Human traffickers target Roma

ROMA living in segregated settlements become the most frequent victims of human trafficking in Slovakia. The most endangered groups are young people aged 16-25 and men aged 25-35, the study of the People in Need Slovakia humanitarian organisation showed.

According to Timea Stránska, head of the People in Need, Roma are abused, especially for forced work, mostly in countries like the United Kingdom, the Czech Republic and Germany while in the UK this concerns especially cities like Peterborough, Sheffield, Leicester, Derby and Birmingham, the TASR newswire reported.

The Interior Ministry registered 30 persons – 21 women and nine men – who have become victims of human trafficking abroad in 2013.

However, it is just the number of those who voluntarily entered the programme for supporting protection of human trafficking victims, the SITA newswire reported.

Another revelation of People in Need’s report shows that victims of human trafficking are lured directly in the settlements after meeting with traffickers. Often it also happens that the victim is recruited by their distant relatives or someone from their surroundings, Stránska added, according to TASR.

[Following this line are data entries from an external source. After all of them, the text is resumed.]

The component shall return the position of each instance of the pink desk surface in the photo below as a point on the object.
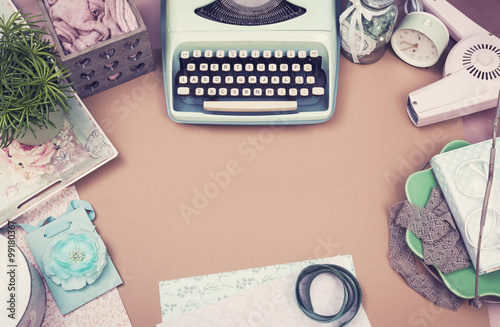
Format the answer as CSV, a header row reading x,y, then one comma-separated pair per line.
x,y
185,200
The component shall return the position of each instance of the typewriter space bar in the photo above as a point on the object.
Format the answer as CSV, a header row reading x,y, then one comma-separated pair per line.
x,y
250,106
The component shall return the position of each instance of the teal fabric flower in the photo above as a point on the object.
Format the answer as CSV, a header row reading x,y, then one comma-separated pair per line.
x,y
76,259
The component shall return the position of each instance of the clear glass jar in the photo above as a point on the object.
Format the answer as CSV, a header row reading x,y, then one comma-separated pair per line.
x,y
366,26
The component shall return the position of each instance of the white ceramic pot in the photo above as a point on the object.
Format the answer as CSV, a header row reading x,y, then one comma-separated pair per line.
x,y
44,135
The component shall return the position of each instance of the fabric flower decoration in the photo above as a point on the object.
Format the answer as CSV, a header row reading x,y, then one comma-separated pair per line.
x,y
76,259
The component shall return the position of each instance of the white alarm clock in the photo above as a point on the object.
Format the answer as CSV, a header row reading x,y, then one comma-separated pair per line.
x,y
420,39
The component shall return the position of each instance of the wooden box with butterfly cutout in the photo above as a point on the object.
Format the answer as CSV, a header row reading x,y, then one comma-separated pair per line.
x,y
107,63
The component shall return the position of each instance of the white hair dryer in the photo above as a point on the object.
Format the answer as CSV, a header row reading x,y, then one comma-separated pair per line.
x,y
471,75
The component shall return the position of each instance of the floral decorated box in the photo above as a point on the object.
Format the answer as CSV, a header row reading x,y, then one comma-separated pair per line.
x,y
30,174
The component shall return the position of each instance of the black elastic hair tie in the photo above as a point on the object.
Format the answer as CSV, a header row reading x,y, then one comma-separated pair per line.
x,y
352,292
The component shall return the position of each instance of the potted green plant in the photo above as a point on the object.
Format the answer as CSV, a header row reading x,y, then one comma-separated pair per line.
x,y
33,88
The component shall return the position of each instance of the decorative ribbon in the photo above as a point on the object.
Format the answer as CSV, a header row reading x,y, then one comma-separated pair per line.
x,y
358,12
352,292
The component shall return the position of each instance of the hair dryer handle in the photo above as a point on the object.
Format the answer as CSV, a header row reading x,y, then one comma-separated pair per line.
x,y
459,25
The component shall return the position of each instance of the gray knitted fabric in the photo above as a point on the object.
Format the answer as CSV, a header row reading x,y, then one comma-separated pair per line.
x,y
441,241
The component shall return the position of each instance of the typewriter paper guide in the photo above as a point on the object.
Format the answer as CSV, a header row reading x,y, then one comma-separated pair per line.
x,y
311,20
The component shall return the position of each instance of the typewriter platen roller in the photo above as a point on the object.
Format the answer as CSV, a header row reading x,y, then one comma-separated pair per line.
x,y
250,62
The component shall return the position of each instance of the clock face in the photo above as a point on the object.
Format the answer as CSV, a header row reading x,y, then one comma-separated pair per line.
x,y
415,47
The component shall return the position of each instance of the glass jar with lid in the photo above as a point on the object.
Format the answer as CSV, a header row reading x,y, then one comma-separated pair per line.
x,y
365,29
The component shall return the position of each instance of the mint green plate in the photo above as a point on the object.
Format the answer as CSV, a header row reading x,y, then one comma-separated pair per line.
x,y
461,282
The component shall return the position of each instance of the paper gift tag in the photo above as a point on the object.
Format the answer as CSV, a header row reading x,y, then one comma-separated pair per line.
x,y
73,233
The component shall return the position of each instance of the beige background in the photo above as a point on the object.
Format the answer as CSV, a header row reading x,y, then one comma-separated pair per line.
x,y
290,194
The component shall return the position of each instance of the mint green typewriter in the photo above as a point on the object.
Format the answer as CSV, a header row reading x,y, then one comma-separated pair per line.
x,y
250,62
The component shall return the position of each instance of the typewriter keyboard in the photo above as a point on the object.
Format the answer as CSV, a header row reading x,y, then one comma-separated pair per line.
x,y
257,81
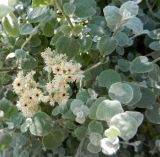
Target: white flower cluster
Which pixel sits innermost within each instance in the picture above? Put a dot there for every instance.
(64, 71)
(28, 90)
(29, 94)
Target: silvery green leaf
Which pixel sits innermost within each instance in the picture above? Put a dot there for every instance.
(130, 7)
(106, 45)
(112, 16)
(4, 10)
(122, 39)
(135, 24)
(108, 77)
(155, 45)
(137, 116)
(141, 64)
(148, 99)
(123, 65)
(155, 34)
(137, 95)
(126, 124)
(153, 115)
(122, 92)
(85, 8)
(107, 109)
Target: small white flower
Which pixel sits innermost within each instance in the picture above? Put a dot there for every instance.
(109, 145)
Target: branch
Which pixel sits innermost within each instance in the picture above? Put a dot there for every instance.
(156, 60)
(79, 149)
(9, 69)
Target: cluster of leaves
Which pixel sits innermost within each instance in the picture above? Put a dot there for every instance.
(118, 44)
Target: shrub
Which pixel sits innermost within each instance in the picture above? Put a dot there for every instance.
(79, 78)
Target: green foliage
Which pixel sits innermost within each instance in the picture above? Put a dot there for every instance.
(122, 92)
(116, 96)
(107, 109)
(108, 77)
(106, 45)
(54, 139)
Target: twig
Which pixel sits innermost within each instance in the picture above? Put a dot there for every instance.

Except for forced labour, the human trafficking victims are also abused for prostitution and begging. In cases of children, there are mostly cases when young Roma girls are forced to be prostitutes.

“We found out that in human trafficking the so-called cumulated exploitation starts to be used, which means that the victims are abused in two or three ways,” Stránska said, as quoted by TASR.
She also pointed to the fact that Roma from segregated localities only seldom turn to the police, mostly because of fear, mistrust or weak legal awareness.